ファンジオが炎を手の平から消すと、モルはすぐに立てていた毛を収め、始めの状態に戻った。
「ちゃんと見れたかい?」ファンジオが言った。
ジャンは、ばつが悪そうに小さく頷いた。
「精霊が集まりだすと、モルはすごく警戒するんだ。これは君にあげるよ」
ファンジオがそう言うとジャンは嬉しそうにモルの薄い茶色の毛を撫でた。
「モルが警戒しない様に喋るんだ。少しでもモルがおかしな様子を見せたら、口を閉じるんだ。分かったかい?」
ジャンは頷いた。
「さあ、声を出してもいいぞ!モル行動に注意してな」
ジャンは堅く閉じていた口から大きく息を吐くと、コップの中のミルクを飲み干した。
「こいつなんて名前なの?」
乾き切った唇をミルクの付いた舌で舐め回しながらジャンが言った。
「ん、名前は無いんだ」
「なら、僕が付けてもいいの?」
ジャンは初めてのペットに興奮した様子だ。
「それはあんまりお薦めできないな」
「なんで?」不服そうな顔をファンジオに付き付けた。
「モルの寿命は元々短い。それにあの程度の契約術であれだけの反応をするんだよ。未熟な契約者と一緒だとすぐにストレスで命を落とすんだよ。普通、一人前の契約者に成るまでの期間、たとえば5級契約者に成るまででも100匹ぐらいのモルが必要なんだ」
ファンジオは銀の煙草入れからそれを一本取り出し、先端に火を点けた。真新しい紙巻き煙草から昇る煙の香りがジャンの鼻を不快に擽った。

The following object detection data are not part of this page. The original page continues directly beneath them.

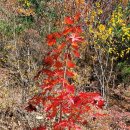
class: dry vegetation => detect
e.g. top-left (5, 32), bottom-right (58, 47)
top-left (0, 0), bottom-right (130, 130)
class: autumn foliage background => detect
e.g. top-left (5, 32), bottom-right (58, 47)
top-left (0, 0), bottom-right (130, 130)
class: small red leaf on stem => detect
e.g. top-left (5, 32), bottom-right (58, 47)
top-left (67, 60), bottom-right (75, 68)
top-left (64, 16), bottom-right (74, 25)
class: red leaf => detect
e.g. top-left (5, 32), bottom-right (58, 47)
top-left (44, 56), bottom-right (54, 65)
top-left (74, 13), bottom-right (80, 22)
top-left (54, 61), bottom-right (63, 68)
top-left (25, 104), bottom-right (37, 112)
top-left (66, 71), bottom-right (74, 77)
top-left (43, 69), bottom-right (54, 76)
top-left (67, 60), bottom-right (75, 68)
top-left (62, 27), bottom-right (73, 35)
top-left (48, 39), bottom-right (56, 46)
top-left (65, 85), bottom-right (75, 93)
top-left (57, 42), bottom-right (66, 51)
top-left (64, 16), bottom-right (74, 25)
top-left (53, 32), bottom-right (61, 38)
top-left (54, 69), bottom-right (64, 77)
top-left (73, 50), bottom-right (80, 58)
top-left (47, 34), bottom-right (56, 46)
top-left (65, 53), bottom-right (71, 60)
top-left (73, 26), bottom-right (83, 34)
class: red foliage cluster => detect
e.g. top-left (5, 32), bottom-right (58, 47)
top-left (26, 13), bottom-right (104, 130)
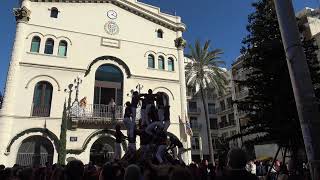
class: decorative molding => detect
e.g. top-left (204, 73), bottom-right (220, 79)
top-left (19, 62), bottom-right (86, 73)
top-left (84, 56), bottom-right (132, 78)
top-left (144, 50), bottom-right (157, 57)
top-left (67, 129), bottom-right (127, 154)
top-left (5, 128), bottom-right (60, 156)
top-left (13, 6), bottom-right (31, 22)
top-left (31, 0), bottom-right (186, 32)
top-left (25, 75), bottom-right (61, 91)
top-left (174, 37), bottom-right (187, 49)
top-left (28, 24), bottom-right (177, 50)
top-left (152, 87), bottom-right (174, 100)
top-left (132, 74), bottom-right (180, 83)
top-left (101, 37), bottom-right (121, 49)
top-left (26, 32), bottom-right (72, 45)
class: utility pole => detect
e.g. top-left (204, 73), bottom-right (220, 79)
top-left (274, 0), bottom-right (320, 180)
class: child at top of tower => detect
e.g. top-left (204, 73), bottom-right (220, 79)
top-left (114, 124), bottom-right (125, 160)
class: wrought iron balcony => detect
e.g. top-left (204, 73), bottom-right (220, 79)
top-left (70, 104), bottom-right (125, 129)
top-left (188, 108), bottom-right (201, 114)
top-left (31, 104), bottom-right (51, 117)
top-left (191, 122), bottom-right (202, 131)
top-left (236, 90), bottom-right (249, 99)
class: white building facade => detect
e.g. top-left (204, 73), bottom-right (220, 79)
top-left (0, 0), bottom-right (191, 166)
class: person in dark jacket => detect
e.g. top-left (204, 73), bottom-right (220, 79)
top-left (220, 149), bottom-right (258, 180)
top-left (114, 124), bottom-right (125, 160)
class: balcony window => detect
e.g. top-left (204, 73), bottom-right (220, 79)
top-left (227, 97), bottom-right (232, 109)
top-left (191, 136), bottom-right (200, 150)
top-left (32, 81), bottom-right (53, 117)
top-left (157, 29), bottom-right (163, 39)
top-left (228, 113), bottom-right (236, 125)
top-left (30, 36), bottom-right (41, 53)
top-left (148, 54), bottom-right (155, 68)
top-left (58, 41), bottom-right (68, 56)
top-left (220, 100), bottom-right (226, 111)
top-left (158, 56), bottom-right (164, 70)
top-left (190, 117), bottom-right (198, 128)
top-left (50, 7), bottom-right (59, 18)
top-left (219, 116), bottom-right (228, 128)
top-left (168, 58), bottom-right (174, 71)
top-left (209, 118), bottom-right (218, 129)
top-left (44, 38), bottom-right (54, 54)
top-left (208, 103), bottom-right (216, 114)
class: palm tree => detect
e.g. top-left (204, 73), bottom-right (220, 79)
top-left (186, 40), bottom-right (227, 163)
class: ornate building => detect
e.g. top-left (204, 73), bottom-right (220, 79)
top-left (0, 0), bottom-right (191, 166)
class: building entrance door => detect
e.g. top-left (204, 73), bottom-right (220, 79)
top-left (94, 87), bottom-right (116, 105)
top-left (93, 64), bottom-right (123, 120)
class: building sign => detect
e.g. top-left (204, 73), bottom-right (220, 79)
top-left (70, 136), bottom-right (78, 142)
top-left (101, 37), bottom-right (120, 48)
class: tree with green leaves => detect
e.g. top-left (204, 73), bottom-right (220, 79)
top-left (233, 0), bottom-right (319, 172)
top-left (185, 40), bottom-right (227, 163)
top-left (58, 102), bottom-right (68, 165)
top-left (235, 0), bottom-right (303, 162)
top-left (0, 92), bottom-right (3, 109)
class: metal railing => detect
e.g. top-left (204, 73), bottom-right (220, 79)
top-left (219, 120), bottom-right (236, 128)
top-left (31, 104), bottom-right (51, 117)
top-left (190, 122), bottom-right (202, 131)
top-left (236, 90), bottom-right (249, 99)
top-left (17, 153), bottom-right (53, 166)
top-left (70, 104), bottom-right (124, 120)
top-left (188, 108), bottom-right (201, 113)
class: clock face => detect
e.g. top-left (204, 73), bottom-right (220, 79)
top-left (107, 10), bottom-right (118, 19)
top-left (104, 21), bottom-right (119, 35)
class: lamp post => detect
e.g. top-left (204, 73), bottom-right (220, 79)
top-left (64, 84), bottom-right (73, 109)
top-left (136, 83), bottom-right (143, 94)
top-left (274, 0), bottom-right (320, 180)
top-left (74, 77), bottom-right (82, 102)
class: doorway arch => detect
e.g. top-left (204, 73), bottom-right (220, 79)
top-left (90, 136), bottom-right (115, 165)
top-left (93, 64), bottom-right (124, 119)
top-left (16, 135), bottom-right (54, 166)
top-left (94, 64), bottom-right (123, 106)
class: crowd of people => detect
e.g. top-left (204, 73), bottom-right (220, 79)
top-left (0, 90), bottom-right (312, 180)
top-left (0, 149), bottom-right (310, 180)
top-left (114, 89), bottom-right (190, 164)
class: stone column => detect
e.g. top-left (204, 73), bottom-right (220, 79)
top-left (1, 5), bottom-right (30, 115)
top-left (174, 31), bottom-right (191, 164)
top-left (0, 0), bottom-right (30, 165)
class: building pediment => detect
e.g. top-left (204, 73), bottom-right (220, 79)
top-left (31, 0), bottom-right (186, 31)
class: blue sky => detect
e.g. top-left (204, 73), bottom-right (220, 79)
top-left (0, 0), bottom-right (319, 92)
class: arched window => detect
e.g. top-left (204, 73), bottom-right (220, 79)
top-left (32, 81), bottom-right (53, 117)
top-left (148, 54), bottom-right (155, 68)
top-left (58, 41), bottom-right (68, 56)
top-left (30, 36), bottom-right (41, 53)
top-left (168, 57), bottom-right (174, 71)
top-left (50, 7), bottom-right (59, 18)
top-left (157, 29), bottom-right (163, 38)
top-left (158, 56), bottom-right (164, 70)
top-left (44, 38), bottom-right (54, 54)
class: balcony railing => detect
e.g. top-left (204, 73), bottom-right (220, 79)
top-left (188, 108), bottom-right (201, 114)
top-left (191, 123), bottom-right (202, 131)
top-left (219, 120), bottom-right (236, 128)
top-left (70, 104), bottom-right (123, 120)
top-left (31, 104), bottom-right (51, 117)
top-left (236, 90), bottom-right (249, 99)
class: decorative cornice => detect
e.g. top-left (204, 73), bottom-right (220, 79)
top-left (84, 56), bottom-right (131, 78)
top-left (13, 6), bottom-right (31, 22)
top-left (67, 129), bottom-right (127, 154)
top-left (5, 128), bottom-right (60, 155)
top-left (31, 0), bottom-right (186, 32)
top-left (132, 75), bottom-right (180, 83)
top-left (174, 37), bottom-right (187, 49)
top-left (19, 62), bottom-right (86, 73)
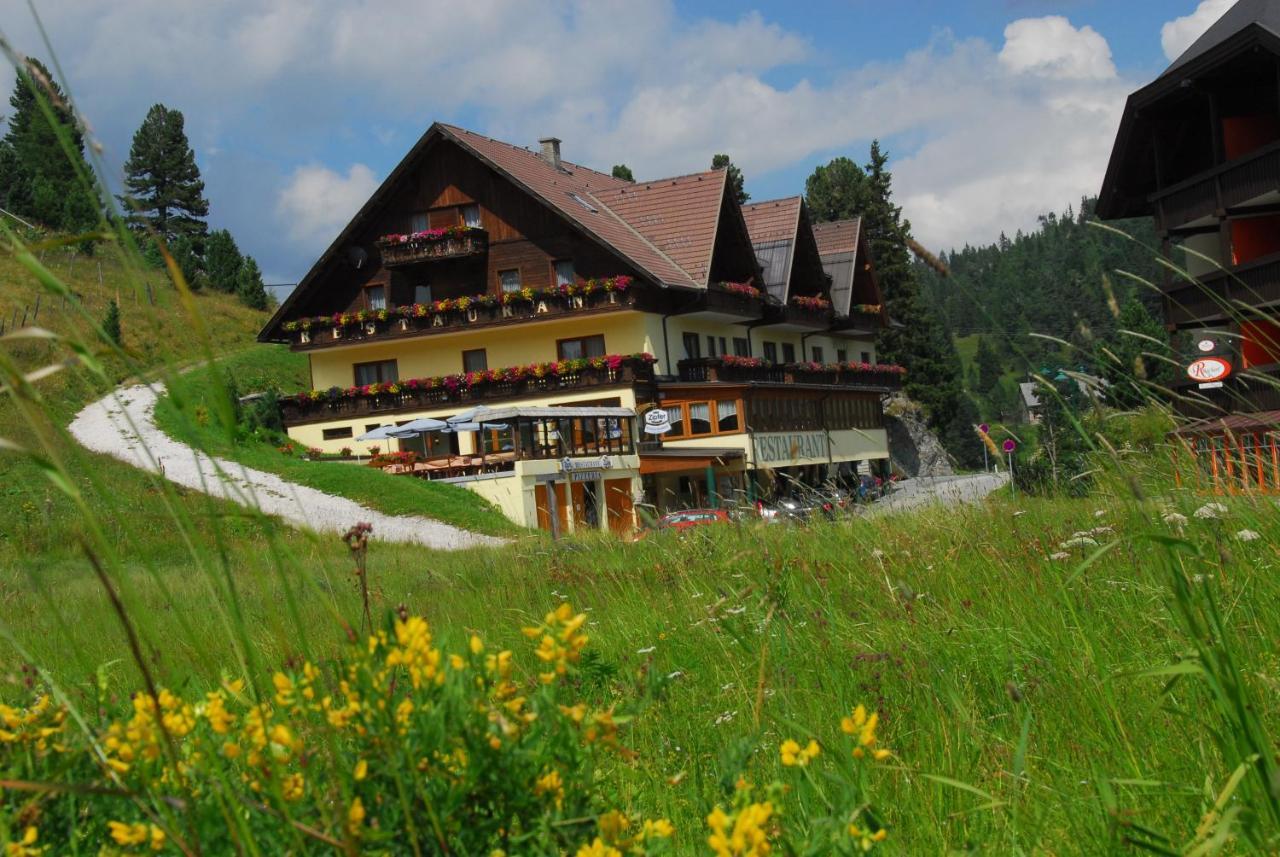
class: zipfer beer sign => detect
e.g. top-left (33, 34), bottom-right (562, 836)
top-left (1187, 357), bottom-right (1231, 384)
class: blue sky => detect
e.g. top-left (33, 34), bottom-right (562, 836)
top-left (0, 0), bottom-right (1230, 291)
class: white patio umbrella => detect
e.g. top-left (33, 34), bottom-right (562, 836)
top-left (387, 417), bottom-right (449, 437)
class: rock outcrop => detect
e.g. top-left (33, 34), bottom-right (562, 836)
top-left (884, 393), bottom-right (955, 476)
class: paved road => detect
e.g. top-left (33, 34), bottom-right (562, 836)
top-left (872, 473), bottom-right (1009, 513)
top-left (70, 384), bottom-right (503, 550)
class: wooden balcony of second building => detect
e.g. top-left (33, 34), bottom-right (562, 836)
top-left (677, 357), bottom-right (905, 391)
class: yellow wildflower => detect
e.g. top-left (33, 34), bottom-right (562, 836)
top-left (707, 801), bottom-right (773, 857)
top-left (780, 738), bottom-right (822, 767)
top-left (280, 774), bottom-right (306, 802)
top-left (840, 705), bottom-right (893, 761)
top-left (347, 797), bottom-right (365, 833)
top-left (534, 770), bottom-right (564, 810)
top-left (4, 825), bottom-right (45, 857)
top-left (577, 837), bottom-right (622, 857)
top-left (849, 824), bottom-right (888, 851)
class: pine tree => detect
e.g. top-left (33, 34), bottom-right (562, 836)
top-left (805, 142), bottom-right (963, 431)
top-left (1096, 295), bottom-right (1172, 408)
top-left (120, 104), bottom-right (209, 242)
top-left (0, 59), bottom-right (100, 233)
top-left (973, 336), bottom-right (1005, 395)
top-left (205, 229), bottom-right (244, 292)
top-left (236, 256), bottom-right (270, 310)
top-left (102, 298), bottom-right (122, 345)
top-left (712, 155), bottom-right (751, 205)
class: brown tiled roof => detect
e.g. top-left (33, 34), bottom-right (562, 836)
top-left (593, 170), bottom-right (726, 285)
top-left (813, 217), bottom-right (863, 256)
top-left (742, 197), bottom-right (800, 244)
top-left (440, 125), bottom-right (709, 287)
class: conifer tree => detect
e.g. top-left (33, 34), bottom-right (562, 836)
top-left (236, 256), bottom-right (270, 310)
top-left (805, 142), bottom-right (963, 431)
top-left (102, 298), bottom-right (122, 345)
top-left (0, 59), bottom-right (100, 233)
top-left (712, 155), bottom-right (751, 205)
top-left (973, 336), bottom-right (1004, 395)
top-left (122, 104), bottom-right (209, 242)
top-left (204, 229), bottom-right (244, 293)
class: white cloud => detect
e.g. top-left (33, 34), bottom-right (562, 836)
top-left (1160, 0), bottom-right (1235, 63)
top-left (1000, 15), bottom-right (1116, 81)
top-left (275, 164), bottom-right (379, 249)
top-left (0, 0), bottom-right (1136, 274)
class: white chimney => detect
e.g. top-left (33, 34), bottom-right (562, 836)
top-left (538, 137), bottom-right (559, 170)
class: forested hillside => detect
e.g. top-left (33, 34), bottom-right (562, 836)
top-left (915, 194), bottom-right (1164, 420)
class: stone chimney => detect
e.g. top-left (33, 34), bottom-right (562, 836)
top-left (538, 137), bottom-right (561, 170)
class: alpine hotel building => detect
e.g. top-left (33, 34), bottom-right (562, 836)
top-left (1098, 0), bottom-right (1280, 491)
top-left (259, 124), bottom-right (901, 532)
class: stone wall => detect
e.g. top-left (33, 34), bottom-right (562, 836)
top-left (884, 393), bottom-right (955, 476)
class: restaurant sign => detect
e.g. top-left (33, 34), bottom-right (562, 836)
top-left (1187, 357), bottom-right (1231, 384)
top-left (561, 455), bottom-right (613, 473)
top-left (755, 431), bottom-right (831, 464)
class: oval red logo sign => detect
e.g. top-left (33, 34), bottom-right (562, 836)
top-left (1187, 357), bottom-right (1231, 382)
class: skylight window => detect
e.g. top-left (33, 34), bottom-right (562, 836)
top-left (567, 192), bottom-right (600, 214)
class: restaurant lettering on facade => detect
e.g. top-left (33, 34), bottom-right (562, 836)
top-left (755, 431), bottom-right (829, 463)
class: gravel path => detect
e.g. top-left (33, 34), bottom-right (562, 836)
top-left (872, 473), bottom-right (1009, 512)
top-left (70, 384), bottom-right (504, 550)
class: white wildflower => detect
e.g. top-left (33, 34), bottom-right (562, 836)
top-left (1192, 503), bottom-right (1226, 521)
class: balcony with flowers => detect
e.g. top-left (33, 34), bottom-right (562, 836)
top-left (678, 354), bottom-right (906, 391)
top-left (681, 281), bottom-right (768, 324)
top-left (280, 353), bottom-right (657, 426)
top-left (282, 275), bottom-right (636, 349)
top-left (762, 294), bottom-right (836, 330)
top-left (376, 226), bottom-right (489, 267)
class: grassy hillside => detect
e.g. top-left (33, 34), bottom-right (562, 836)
top-left (156, 345), bottom-right (525, 536)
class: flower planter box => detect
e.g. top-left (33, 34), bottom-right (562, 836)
top-left (378, 229), bottom-right (489, 267)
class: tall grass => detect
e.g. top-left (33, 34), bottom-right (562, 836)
top-left (0, 23), bottom-right (1280, 854)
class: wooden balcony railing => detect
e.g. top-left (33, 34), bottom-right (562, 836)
top-left (1165, 253), bottom-right (1280, 327)
top-left (378, 229), bottom-right (489, 267)
top-left (280, 358), bottom-right (653, 426)
top-left (677, 357), bottom-right (902, 390)
top-left (284, 289), bottom-right (640, 349)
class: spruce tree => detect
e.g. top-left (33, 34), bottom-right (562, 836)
top-left (0, 59), bottom-right (100, 233)
top-left (236, 256), bottom-right (270, 310)
top-left (805, 141), bottom-right (963, 431)
top-left (120, 104), bottom-right (209, 242)
top-left (973, 336), bottom-right (1005, 395)
top-left (712, 155), bottom-right (751, 205)
top-left (205, 229), bottom-right (244, 293)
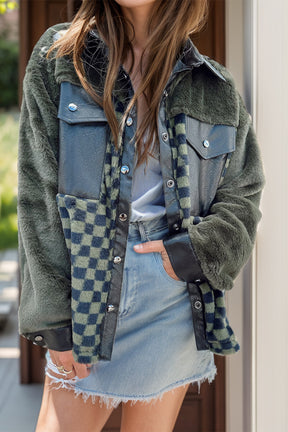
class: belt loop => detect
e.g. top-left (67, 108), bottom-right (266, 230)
top-left (138, 221), bottom-right (147, 241)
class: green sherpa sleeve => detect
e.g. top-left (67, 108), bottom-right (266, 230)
top-left (164, 96), bottom-right (264, 290)
top-left (18, 24), bottom-right (71, 349)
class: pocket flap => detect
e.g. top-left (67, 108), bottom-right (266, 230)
top-left (58, 82), bottom-right (107, 124)
top-left (186, 116), bottom-right (236, 159)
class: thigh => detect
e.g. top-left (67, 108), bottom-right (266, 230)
top-left (36, 377), bottom-right (113, 432)
top-left (121, 384), bottom-right (189, 432)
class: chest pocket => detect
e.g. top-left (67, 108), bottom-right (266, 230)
top-left (58, 82), bottom-right (108, 199)
top-left (186, 116), bottom-right (236, 216)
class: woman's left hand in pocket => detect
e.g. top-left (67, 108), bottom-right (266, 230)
top-left (133, 240), bottom-right (180, 280)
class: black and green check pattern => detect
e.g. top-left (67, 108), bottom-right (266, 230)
top-left (168, 114), bottom-right (240, 355)
top-left (57, 131), bottom-right (121, 363)
top-left (57, 107), bottom-right (239, 363)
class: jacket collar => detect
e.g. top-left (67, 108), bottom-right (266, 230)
top-left (179, 39), bottom-right (226, 81)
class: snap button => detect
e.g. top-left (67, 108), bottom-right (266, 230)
top-left (162, 132), bottom-right (168, 142)
top-left (121, 165), bottom-right (130, 174)
top-left (68, 103), bottom-right (78, 112)
top-left (166, 179), bottom-right (175, 188)
top-left (194, 300), bottom-right (202, 310)
top-left (113, 256), bottom-right (122, 264)
top-left (126, 117), bottom-right (133, 126)
top-left (119, 213), bottom-right (128, 222)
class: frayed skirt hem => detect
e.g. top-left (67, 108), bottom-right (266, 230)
top-left (46, 367), bottom-right (217, 409)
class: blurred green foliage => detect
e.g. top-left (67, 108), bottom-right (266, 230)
top-left (0, 0), bottom-right (18, 15)
top-left (0, 112), bottom-right (19, 249)
top-left (0, 34), bottom-right (19, 108)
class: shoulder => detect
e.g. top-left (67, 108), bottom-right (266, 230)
top-left (26, 23), bottom-right (70, 72)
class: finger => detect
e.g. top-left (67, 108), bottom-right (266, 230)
top-left (133, 240), bottom-right (165, 253)
top-left (47, 350), bottom-right (76, 379)
top-left (161, 251), bottom-right (180, 280)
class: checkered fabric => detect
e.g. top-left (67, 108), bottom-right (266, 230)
top-left (57, 133), bottom-right (121, 363)
top-left (57, 106), bottom-right (239, 363)
top-left (168, 114), bottom-right (240, 355)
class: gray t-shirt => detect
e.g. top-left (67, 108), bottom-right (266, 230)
top-left (131, 151), bottom-right (166, 222)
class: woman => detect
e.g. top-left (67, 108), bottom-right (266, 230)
top-left (19, 0), bottom-right (263, 432)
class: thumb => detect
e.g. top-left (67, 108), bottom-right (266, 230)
top-left (133, 240), bottom-right (164, 253)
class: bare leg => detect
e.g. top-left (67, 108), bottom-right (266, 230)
top-left (121, 384), bottom-right (189, 432)
top-left (36, 377), bottom-right (113, 432)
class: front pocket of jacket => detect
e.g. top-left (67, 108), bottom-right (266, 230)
top-left (186, 116), bottom-right (236, 215)
top-left (56, 193), bottom-right (113, 346)
top-left (58, 82), bottom-right (109, 199)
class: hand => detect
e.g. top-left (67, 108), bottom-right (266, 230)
top-left (133, 240), bottom-right (180, 280)
top-left (48, 349), bottom-right (91, 379)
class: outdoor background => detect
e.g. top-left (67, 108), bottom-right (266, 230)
top-left (0, 0), bottom-right (288, 432)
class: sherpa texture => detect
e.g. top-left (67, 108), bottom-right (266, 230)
top-left (18, 25), bottom-right (264, 363)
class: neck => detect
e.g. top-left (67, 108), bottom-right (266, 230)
top-left (122, 2), bottom-right (153, 53)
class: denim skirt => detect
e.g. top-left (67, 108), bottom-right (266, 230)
top-left (46, 217), bottom-right (216, 407)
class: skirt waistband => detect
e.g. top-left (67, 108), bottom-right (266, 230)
top-left (129, 215), bottom-right (168, 238)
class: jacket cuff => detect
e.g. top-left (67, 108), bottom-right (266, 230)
top-left (163, 232), bottom-right (207, 283)
top-left (22, 325), bottom-right (73, 351)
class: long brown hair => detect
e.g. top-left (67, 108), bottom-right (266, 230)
top-left (48, 0), bottom-right (207, 164)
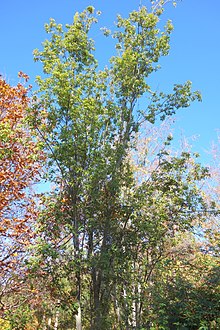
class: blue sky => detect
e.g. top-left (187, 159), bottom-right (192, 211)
top-left (0, 0), bottom-right (220, 162)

「そっか、でも……もし僕がきちんと精霊を手懐ける事が出来たら、こいつは長生きできるんじゃないの?」
「契約術の訓練中はどうするんだい?」
「遠くにやって置くよ。それに僕が医療契約術を使えるようになれば、こいつをすごく長生きさせる事も出来るかもしれない!」
ジャンは目を輝かせて、ファンジオを見つめた。
「それは……」ファンジオは何かを言い掛けたが、すぐに言葉を飲み込むと、煙草を吸いジャンを見つめた。